Failure Behaviour Recovery
Org stuck in pending after registration Public directory does not show it; owner sees pending state. Happens when no admin has approved. Tenant admin navigates to /admin/volunteering/organizations and sets status = active.
Slug collision on registration createOrganization() retries the DB insert up to three times with a different suffix. After three failures it returns SERVER_ERROR. Rare in practice; check laravel.log for the VolunteerService::createOrganization error entry and retry the registration manually.
Duplicate org name rejected at registration 409 ALREADY_EXISTS returned. Happens when an active/pending org with the same name (case-insensitive) already exists for the tenant. Ask the registrant to use a distinct name, or a tenant admin can decline the existing pending org first.
Wallet balance / auto_pay_enabled appearing in public response This should not happen — both fields are explicitly removed before respondWithData(). If observed, check that neither field appears in the model's toArray() output after a VolOrganization is fetched via the getOrganisationById path.

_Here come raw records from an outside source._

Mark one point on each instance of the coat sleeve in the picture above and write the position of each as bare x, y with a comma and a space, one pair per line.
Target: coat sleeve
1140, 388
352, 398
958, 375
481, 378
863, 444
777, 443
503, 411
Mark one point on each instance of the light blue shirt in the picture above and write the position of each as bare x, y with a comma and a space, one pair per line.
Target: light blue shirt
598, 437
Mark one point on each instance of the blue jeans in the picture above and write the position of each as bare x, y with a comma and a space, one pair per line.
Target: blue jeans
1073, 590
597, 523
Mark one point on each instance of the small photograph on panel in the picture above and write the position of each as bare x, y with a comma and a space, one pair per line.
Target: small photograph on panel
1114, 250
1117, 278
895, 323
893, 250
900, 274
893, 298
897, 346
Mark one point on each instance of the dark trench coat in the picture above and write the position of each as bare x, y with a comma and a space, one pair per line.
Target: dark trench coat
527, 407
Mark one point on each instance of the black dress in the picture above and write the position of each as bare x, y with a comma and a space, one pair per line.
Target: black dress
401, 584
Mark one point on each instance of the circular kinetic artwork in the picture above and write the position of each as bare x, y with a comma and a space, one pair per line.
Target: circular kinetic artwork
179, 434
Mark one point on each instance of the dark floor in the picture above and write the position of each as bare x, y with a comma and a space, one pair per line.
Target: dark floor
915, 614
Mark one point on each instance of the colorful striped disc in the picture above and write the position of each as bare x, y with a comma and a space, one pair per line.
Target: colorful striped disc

Confirm the unset() calls in VolunteerController::showOrganisation() and organisations() are in place.
ensureOrgAccess returns null for a legitimate org admin 403 FORBIDDEN on all dashboard endpoints. The check queries org_members for org_type = 'volunteer' and status = 'active'. Verify the org_members row exists, has role in ('owner', 'admin'), status = 'active', and org_type = 'volunteer'.